The same thing that sees ministers crammed like sardines into second-class train carriages and that has resulted in more than a decade of real-terms pay cuts for parliamentary aides and civil servants, means there is little prospect that elected politicians are going to be given proper management training.
Even if it were on offer, there is no one who can really make them take it. One neglected subplot of Adam Tolley’s report into Raab’s conduct was that Antonia Romeo, the permanent secretary at the Ministry of Justice, had made representations to him to change his behaviour. (Raab disputes this account, though Tolley accepted it as truth, in part because of the depth of Romeo’s contemporaneous notes.) Ultimately, given that neither administration officials nor the politician in question’s ultimate boss, the prime minister, is going to make a key ally undertake management training, politics will always be cursed by inexperienced and poor managers.
If that wasn’t bad enough, the political workplace’s unusual structure makes it even more prone to dysfunction. Most people in politics, whether they are an adviser or working in a parliamentary office, are bound directly to their boss’s will in ways that are rare outside the most messianic of start-ups. They tend to share a political outlook and a set of objectives. It’s a workplace where people are used to going the extra mile and where tolerance of bad bosses is incredibly high. Almost everyone is either at the very top of the organisational tree — they are a minister, an MP running their parliamentary office or the prime minister — or they are in a largely flat structure. One problem in the CBI, too, is that it is an organisation with a “missing middle”: many comparatively junior staff flanked by a handful of powerful senior bosses is always a recipe for trouble.
What makes the toxicity of politics more likely to spill into the open is, in part, that politicians engage in conflict with one another, but also because successful politicians are forced into contact with an organisation that actually does operate like a modern workplace: the government bureaucracy. This is where a bullying or charismatic politician can discover they do not have what it takes to actually run a government department. It is no coincidence that many politicians’ careers fizzle out once they get into government: or that Raab’s career has ended because of his conduct towards civil servants.
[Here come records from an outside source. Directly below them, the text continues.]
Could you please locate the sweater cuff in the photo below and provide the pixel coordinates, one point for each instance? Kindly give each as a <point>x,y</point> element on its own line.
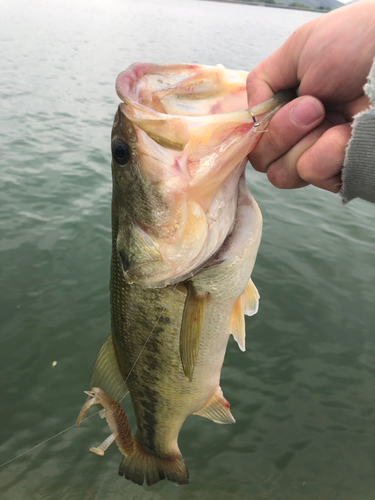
<point>358,174</point>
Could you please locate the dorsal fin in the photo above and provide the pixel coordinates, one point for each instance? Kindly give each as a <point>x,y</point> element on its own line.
<point>106,373</point>
<point>217,409</point>
<point>237,328</point>
<point>251,299</point>
<point>191,329</point>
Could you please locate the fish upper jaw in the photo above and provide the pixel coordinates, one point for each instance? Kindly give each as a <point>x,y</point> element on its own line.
<point>189,134</point>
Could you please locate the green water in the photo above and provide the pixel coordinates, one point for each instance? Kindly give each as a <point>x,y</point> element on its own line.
<point>302,394</point>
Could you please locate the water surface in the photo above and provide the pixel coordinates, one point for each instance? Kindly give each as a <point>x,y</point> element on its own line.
<point>302,394</point>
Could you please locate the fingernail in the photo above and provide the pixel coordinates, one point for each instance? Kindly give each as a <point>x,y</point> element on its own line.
<point>307,112</point>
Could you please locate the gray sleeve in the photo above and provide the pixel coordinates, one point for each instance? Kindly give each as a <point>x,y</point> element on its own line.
<point>358,174</point>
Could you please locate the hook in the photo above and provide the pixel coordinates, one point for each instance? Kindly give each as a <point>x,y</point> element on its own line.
<point>256,124</point>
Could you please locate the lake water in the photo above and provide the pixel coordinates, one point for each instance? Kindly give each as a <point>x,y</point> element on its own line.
<point>302,394</point>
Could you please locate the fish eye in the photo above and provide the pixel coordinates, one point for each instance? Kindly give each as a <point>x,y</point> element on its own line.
<point>120,152</point>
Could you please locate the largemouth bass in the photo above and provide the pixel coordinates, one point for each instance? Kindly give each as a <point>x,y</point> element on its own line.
<point>186,232</point>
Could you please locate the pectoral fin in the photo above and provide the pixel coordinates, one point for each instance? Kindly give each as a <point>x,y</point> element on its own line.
<point>106,373</point>
<point>191,328</point>
<point>217,409</point>
<point>251,299</point>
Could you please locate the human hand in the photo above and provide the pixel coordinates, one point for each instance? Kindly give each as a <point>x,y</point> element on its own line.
<point>328,60</point>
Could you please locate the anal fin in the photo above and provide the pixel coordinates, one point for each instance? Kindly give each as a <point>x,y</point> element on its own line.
<point>237,328</point>
<point>106,373</point>
<point>217,409</point>
<point>251,299</point>
<point>248,304</point>
<point>191,328</point>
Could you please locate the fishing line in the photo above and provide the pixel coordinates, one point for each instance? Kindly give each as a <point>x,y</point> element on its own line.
<point>148,338</point>
<point>46,440</point>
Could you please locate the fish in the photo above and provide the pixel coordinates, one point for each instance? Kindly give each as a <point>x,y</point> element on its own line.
<point>185,236</point>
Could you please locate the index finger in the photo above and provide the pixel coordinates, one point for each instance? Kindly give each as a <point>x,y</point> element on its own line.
<point>277,72</point>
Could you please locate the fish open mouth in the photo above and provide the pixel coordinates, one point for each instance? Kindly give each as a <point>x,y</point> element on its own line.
<point>191,133</point>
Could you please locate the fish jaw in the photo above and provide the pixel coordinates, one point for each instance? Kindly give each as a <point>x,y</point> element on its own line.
<point>189,133</point>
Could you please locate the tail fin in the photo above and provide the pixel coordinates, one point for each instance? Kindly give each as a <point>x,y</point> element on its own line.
<point>142,466</point>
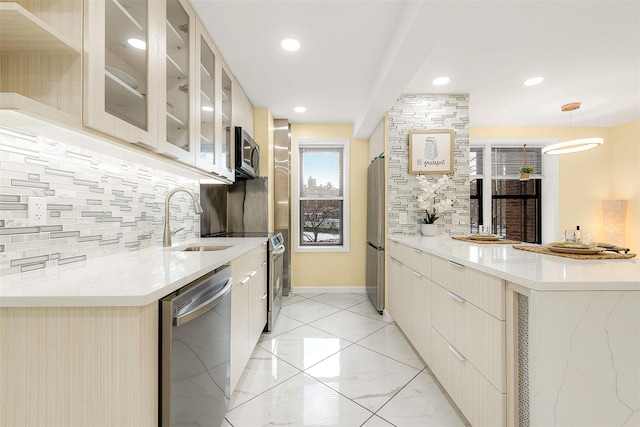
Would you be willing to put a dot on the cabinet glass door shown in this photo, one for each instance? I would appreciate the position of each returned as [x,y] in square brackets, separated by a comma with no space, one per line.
[126,61]
[226,154]
[206,154]
[177,68]
[121,79]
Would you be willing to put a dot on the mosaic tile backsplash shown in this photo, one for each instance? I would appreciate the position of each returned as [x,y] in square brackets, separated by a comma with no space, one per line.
[96,205]
[425,112]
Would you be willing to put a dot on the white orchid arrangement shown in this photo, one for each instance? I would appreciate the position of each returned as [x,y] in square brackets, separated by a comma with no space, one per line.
[427,199]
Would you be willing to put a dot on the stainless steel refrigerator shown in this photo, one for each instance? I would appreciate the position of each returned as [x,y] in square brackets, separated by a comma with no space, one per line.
[375,233]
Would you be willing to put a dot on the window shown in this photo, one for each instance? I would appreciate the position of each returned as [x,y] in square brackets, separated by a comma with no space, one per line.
[321,191]
[518,210]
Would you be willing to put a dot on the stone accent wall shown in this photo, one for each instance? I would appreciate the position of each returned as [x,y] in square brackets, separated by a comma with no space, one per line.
[426,112]
[96,205]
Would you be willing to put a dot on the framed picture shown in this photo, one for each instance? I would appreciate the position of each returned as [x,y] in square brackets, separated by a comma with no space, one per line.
[430,151]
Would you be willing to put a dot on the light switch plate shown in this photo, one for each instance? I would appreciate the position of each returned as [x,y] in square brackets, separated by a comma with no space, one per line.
[402,217]
[37,210]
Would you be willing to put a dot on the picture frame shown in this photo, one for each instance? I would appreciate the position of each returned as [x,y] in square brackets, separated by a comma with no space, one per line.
[431,151]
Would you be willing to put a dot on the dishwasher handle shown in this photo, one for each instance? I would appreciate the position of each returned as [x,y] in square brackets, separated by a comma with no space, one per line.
[200,309]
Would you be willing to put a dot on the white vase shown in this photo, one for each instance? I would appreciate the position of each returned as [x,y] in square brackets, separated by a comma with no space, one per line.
[429,229]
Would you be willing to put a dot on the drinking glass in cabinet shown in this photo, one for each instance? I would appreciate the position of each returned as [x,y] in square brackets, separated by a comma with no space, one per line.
[225,161]
[177,27]
[126,60]
[207,97]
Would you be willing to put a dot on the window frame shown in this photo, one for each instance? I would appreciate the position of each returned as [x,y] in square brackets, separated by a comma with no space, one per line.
[550,182]
[342,143]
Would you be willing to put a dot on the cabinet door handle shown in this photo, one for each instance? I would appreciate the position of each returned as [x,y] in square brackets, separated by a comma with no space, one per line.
[455,264]
[457,353]
[456,297]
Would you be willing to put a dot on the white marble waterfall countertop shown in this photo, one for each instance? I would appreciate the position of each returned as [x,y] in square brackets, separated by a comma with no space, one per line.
[535,271]
[133,278]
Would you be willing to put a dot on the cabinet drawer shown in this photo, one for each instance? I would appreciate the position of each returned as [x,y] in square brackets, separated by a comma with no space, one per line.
[252,260]
[482,290]
[480,402]
[476,334]
[416,259]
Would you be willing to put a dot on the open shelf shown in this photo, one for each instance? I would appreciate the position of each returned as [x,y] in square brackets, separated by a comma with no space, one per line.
[21,31]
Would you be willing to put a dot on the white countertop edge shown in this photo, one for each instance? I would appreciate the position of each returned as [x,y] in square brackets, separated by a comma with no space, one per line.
[435,246]
[156,272]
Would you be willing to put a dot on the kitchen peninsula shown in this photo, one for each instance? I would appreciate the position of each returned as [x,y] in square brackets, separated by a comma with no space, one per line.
[519,338]
[79,343]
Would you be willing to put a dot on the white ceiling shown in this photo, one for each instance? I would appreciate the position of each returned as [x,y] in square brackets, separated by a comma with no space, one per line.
[357,57]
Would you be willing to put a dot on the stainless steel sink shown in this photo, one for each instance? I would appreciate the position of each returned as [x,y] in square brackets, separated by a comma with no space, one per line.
[203,248]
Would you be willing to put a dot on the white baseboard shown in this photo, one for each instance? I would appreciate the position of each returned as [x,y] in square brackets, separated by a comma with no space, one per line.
[329,290]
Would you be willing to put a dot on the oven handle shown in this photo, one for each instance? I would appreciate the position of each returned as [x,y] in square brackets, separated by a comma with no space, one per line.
[279,250]
[207,305]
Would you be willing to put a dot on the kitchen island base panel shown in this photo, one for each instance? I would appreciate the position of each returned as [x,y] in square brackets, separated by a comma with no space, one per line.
[79,366]
[584,361]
The difficult truth for politicians, their direct employees and anyone who comes into contact with them is that these features are not easily removed from politics. While there is never an excuse for bullying, if success in the field of elections brought with it the obligation to be good at management, we would no longer call the state in question a liberal democracy. For the rest of us, politics remains a useful case study for how not to run a workplace, and probably always will do.